The 25 mg and 50 mg semaglutide groups also had greater reductions in FPG and waist circumference at 52 weeks than the 14 mg semaglutide group. Systolic and diastolic BP reductions were similar between the groups. All three groups experienced similar changes in fasting lipids, though a greater reduction in triglycerides was observed for those receiving semaglutide 50 mg compared with 14 mg.
Adverse events were reported by 76% of adults in the 14 mg group, 79% of those in the 25 mg group and 80% of those receiving 50 mg. GI disorders such as nausea, vomiting and diarrhea were most common. Serious adverse events were reported by 10% of the 14 mg group, 11% of the 25 mg group and 8% of the 50 mg group. There were 10 deaths in the trial, with all of them judged to be unrelated to semaglutide. Researchers reported no new safety concerns with 25 mg and 50 mg doses of semaglutide.
“Thinking to the future, oral semaglutide 25 mg and 50 mg doses could be a beneficial option to support individualized treatment goals for people with type 2 diabetes in need of treatment intensification,” Aroda said.

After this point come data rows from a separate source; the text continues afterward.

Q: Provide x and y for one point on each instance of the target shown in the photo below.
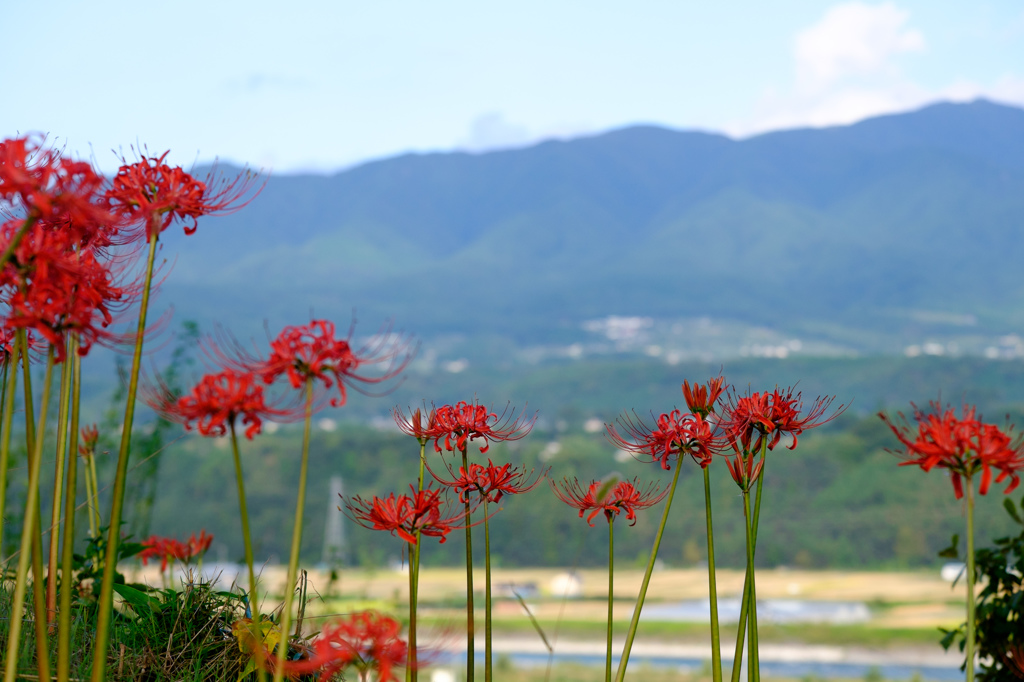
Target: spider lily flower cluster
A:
(966, 446)
(453, 428)
(739, 429)
(70, 271)
(169, 549)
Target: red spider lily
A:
(464, 422)
(154, 195)
(414, 425)
(610, 499)
(700, 398)
(6, 344)
(406, 515)
(169, 549)
(90, 436)
(772, 415)
(47, 186)
(215, 402)
(742, 469)
(368, 641)
(165, 549)
(488, 482)
(312, 351)
(53, 292)
(963, 444)
(675, 434)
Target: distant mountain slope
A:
(914, 211)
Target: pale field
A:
(909, 599)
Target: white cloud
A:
(853, 39)
(493, 131)
(846, 69)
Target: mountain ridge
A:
(908, 211)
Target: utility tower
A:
(334, 529)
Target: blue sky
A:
(324, 85)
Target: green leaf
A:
(951, 552)
(1012, 510)
(140, 602)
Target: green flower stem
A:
(412, 672)
(58, 491)
(67, 556)
(30, 533)
(105, 605)
(487, 672)
(737, 657)
(716, 646)
(611, 594)
(10, 384)
(246, 536)
(752, 639)
(752, 605)
(18, 236)
(631, 635)
(414, 559)
(969, 649)
(470, 620)
(95, 523)
(293, 560)
(38, 593)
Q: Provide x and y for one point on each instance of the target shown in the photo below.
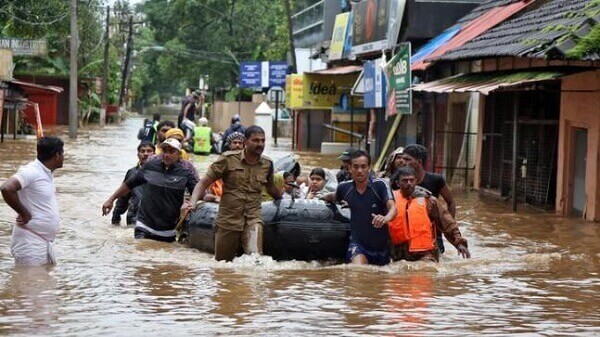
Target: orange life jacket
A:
(217, 188)
(412, 224)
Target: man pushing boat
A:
(239, 221)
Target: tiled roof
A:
(481, 9)
(546, 32)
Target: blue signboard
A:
(277, 72)
(250, 74)
(374, 85)
(262, 74)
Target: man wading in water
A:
(420, 216)
(371, 208)
(167, 178)
(32, 194)
(244, 173)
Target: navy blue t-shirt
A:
(372, 201)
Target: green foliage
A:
(208, 37)
(587, 45)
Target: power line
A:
(46, 23)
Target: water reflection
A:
(33, 301)
(532, 273)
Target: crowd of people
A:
(395, 214)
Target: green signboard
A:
(398, 70)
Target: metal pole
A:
(73, 107)
(126, 62)
(240, 100)
(367, 140)
(293, 112)
(276, 115)
(433, 133)
(351, 122)
(288, 12)
(105, 70)
(468, 139)
(515, 150)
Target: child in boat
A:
(321, 181)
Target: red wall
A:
(62, 99)
(47, 101)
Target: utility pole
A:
(73, 106)
(105, 70)
(127, 60)
(288, 11)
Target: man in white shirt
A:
(32, 194)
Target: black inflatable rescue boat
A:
(294, 229)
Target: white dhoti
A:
(31, 249)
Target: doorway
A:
(579, 165)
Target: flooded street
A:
(530, 273)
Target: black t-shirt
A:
(191, 113)
(362, 206)
(162, 195)
(434, 183)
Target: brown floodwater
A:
(532, 273)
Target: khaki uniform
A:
(443, 222)
(240, 215)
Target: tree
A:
(208, 37)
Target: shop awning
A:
(52, 88)
(345, 70)
(486, 82)
(472, 30)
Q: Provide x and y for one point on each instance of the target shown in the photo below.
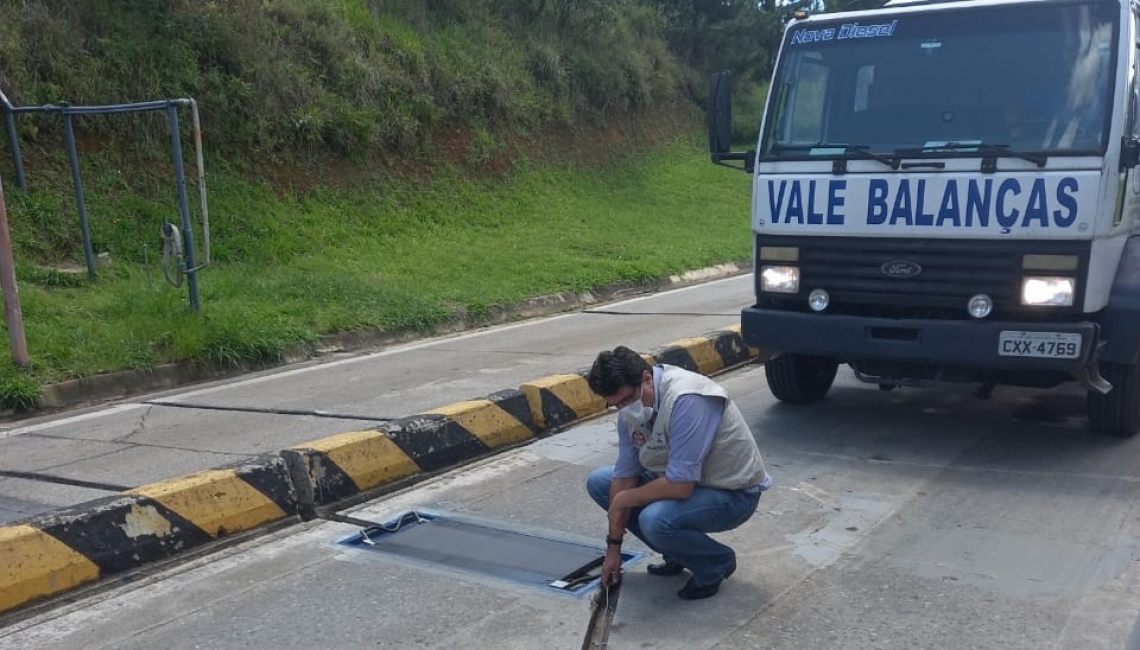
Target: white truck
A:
(949, 191)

Oral semaglutide provides additional option for diabetes, obesity care
Sean Wharton, MD, PharmD, director of the Wharton Medical Clinic, assistant professor at the University of Toronto and adjunct professor at McMaster University and York University in Canada, said it is difficult to predict where higher-dose oral semaglutide will fall among the ever-growing number of medication options for diabetes and obesity care. However, he said he believed that oral semaglutide will find a niche.

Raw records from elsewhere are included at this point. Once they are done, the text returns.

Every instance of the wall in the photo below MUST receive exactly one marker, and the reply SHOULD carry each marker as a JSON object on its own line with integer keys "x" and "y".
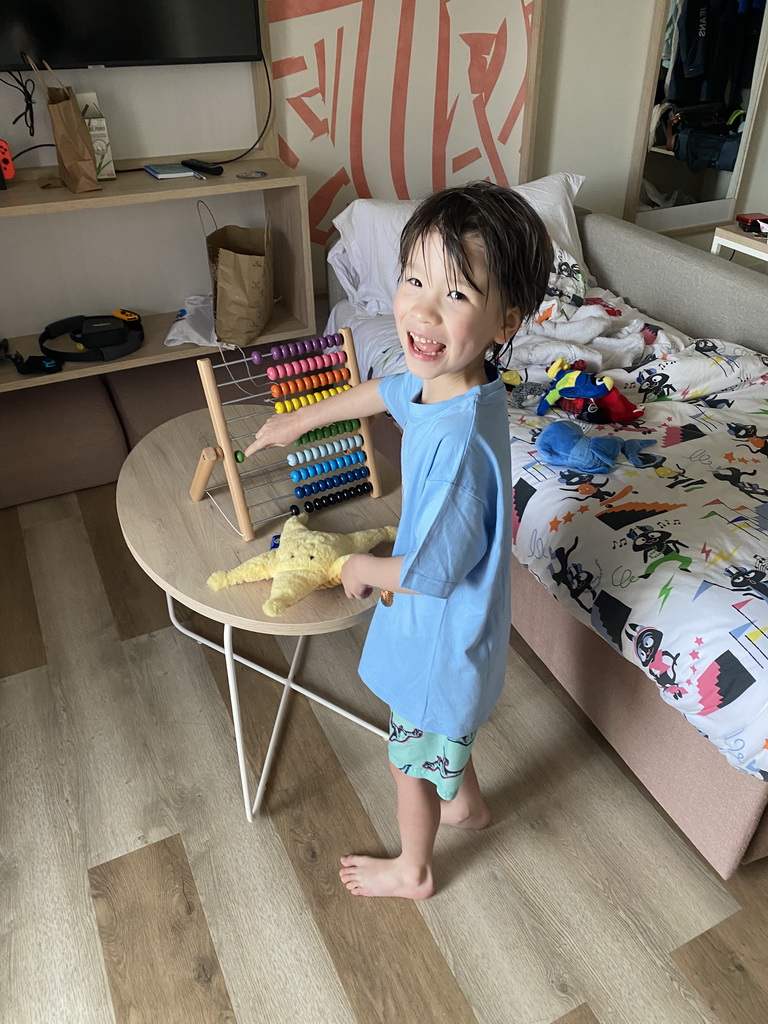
{"x": 394, "y": 99}
{"x": 592, "y": 74}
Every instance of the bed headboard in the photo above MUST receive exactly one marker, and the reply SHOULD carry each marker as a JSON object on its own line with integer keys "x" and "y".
{"x": 704, "y": 295}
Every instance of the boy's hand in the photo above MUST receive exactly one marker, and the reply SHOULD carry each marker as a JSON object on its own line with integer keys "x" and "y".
{"x": 352, "y": 578}
{"x": 278, "y": 431}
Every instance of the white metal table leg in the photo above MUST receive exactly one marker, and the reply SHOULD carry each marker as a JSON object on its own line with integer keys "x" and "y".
{"x": 231, "y": 676}
{"x": 289, "y": 685}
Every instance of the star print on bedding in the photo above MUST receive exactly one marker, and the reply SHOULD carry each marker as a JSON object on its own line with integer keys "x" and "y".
{"x": 669, "y": 561}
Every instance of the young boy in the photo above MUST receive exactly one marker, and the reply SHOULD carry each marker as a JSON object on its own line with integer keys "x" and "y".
{"x": 474, "y": 262}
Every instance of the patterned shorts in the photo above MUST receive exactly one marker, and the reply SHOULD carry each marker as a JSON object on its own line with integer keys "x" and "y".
{"x": 428, "y": 755}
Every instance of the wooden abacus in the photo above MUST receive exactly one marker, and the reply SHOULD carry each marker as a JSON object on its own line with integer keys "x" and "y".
{"x": 338, "y": 461}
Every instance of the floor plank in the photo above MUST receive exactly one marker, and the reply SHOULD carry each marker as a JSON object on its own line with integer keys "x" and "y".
{"x": 262, "y": 930}
{"x": 86, "y": 659}
{"x": 582, "y": 1015}
{"x": 318, "y": 816}
{"x": 52, "y": 968}
{"x": 22, "y": 646}
{"x": 558, "y": 802}
{"x": 138, "y": 605}
{"x": 728, "y": 964}
{"x": 161, "y": 963}
{"x": 568, "y": 909}
{"x": 504, "y": 962}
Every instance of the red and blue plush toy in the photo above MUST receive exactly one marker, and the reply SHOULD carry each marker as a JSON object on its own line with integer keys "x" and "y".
{"x": 590, "y": 397}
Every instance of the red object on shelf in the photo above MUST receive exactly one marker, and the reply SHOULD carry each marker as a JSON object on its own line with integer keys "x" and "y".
{"x": 6, "y": 164}
{"x": 750, "y": 222}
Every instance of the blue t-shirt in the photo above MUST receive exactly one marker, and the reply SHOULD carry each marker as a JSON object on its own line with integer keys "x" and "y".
{"x": 438, "y": 657}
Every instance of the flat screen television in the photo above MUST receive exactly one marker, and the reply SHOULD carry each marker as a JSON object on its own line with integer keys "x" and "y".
{"x": 127, "y": 33}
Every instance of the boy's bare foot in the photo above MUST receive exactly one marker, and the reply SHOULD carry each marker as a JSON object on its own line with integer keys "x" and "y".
{"x": 455, "y": 813}
{"x": 382, "y": 877}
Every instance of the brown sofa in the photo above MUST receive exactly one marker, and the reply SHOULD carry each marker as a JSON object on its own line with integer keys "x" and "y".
{"x": 67, "y": 435}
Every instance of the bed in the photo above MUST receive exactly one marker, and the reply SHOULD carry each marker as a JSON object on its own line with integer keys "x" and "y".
{"x": 644, "y": 588}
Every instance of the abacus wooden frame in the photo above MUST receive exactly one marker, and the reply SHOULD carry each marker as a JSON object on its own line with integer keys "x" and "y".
{"x": 223, "y": 452}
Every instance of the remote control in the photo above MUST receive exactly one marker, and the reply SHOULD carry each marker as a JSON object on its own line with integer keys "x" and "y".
{"x": 203, "y": 167}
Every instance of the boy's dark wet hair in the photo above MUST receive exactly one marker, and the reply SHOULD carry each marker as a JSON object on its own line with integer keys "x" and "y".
{"x": 518, "y": 251}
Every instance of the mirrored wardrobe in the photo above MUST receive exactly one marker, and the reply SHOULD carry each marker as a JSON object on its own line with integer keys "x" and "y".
{"x": 707, "y": 66}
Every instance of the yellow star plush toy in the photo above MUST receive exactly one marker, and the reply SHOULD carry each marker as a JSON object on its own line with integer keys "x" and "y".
{"x": 306, "y": 560}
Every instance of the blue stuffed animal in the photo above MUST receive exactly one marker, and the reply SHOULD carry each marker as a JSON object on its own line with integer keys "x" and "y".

“OASIS 1 and PIONEER PLUS have introduced the world to a medication for obesity and type 2 diabetes that is oral, relatively east to administer, is scalable and effective in terms of similar magnitude to an injectable semaglutide,” Wharton said during a presentation.
Wharton said the weight reductions and HbA1c improvements with oral semaglutide were similar to what was observed in trials for injectable semaglutide 2.4 mg (Wegovy, Novo Nordisk). He said the oral formulation provides a few key advantages over other injectable medications, including a potentially greater reach globally due to pills being easier to produce, ship and keep in storage than injectable medications.
“The global reach of a pill can increase access to care and may impact equity,” Wharton said.
In addition, Wharton said semaglutide 50 mg could be a long-term solution for impacting comorbidities, may give an additional treatment option to children and adolescents with obesity and may become a preventive measure for polygenic obesity.
During a press conference, Knop said oral semaglutide will appeal to a subset of the population seeking diabetes or obesity medication.
“Patients [may] simply prefer an oral version compared to an injectable version, patients who have needle phobia, for instance,” Knop said. “My experience with the oral formulation of semaglutide for type 2 diabetes is that 20% to 25% would prefer an oral version of semaglutide over an injectable version.”
References:
- Aroda VR, et al. Lancet. 2023;doi:10.1016/S0140-6736(23)01127-3.
- Knop FK, et al. Lancet. 2023;doi:10.1016/S0140-6736(23)01185-6.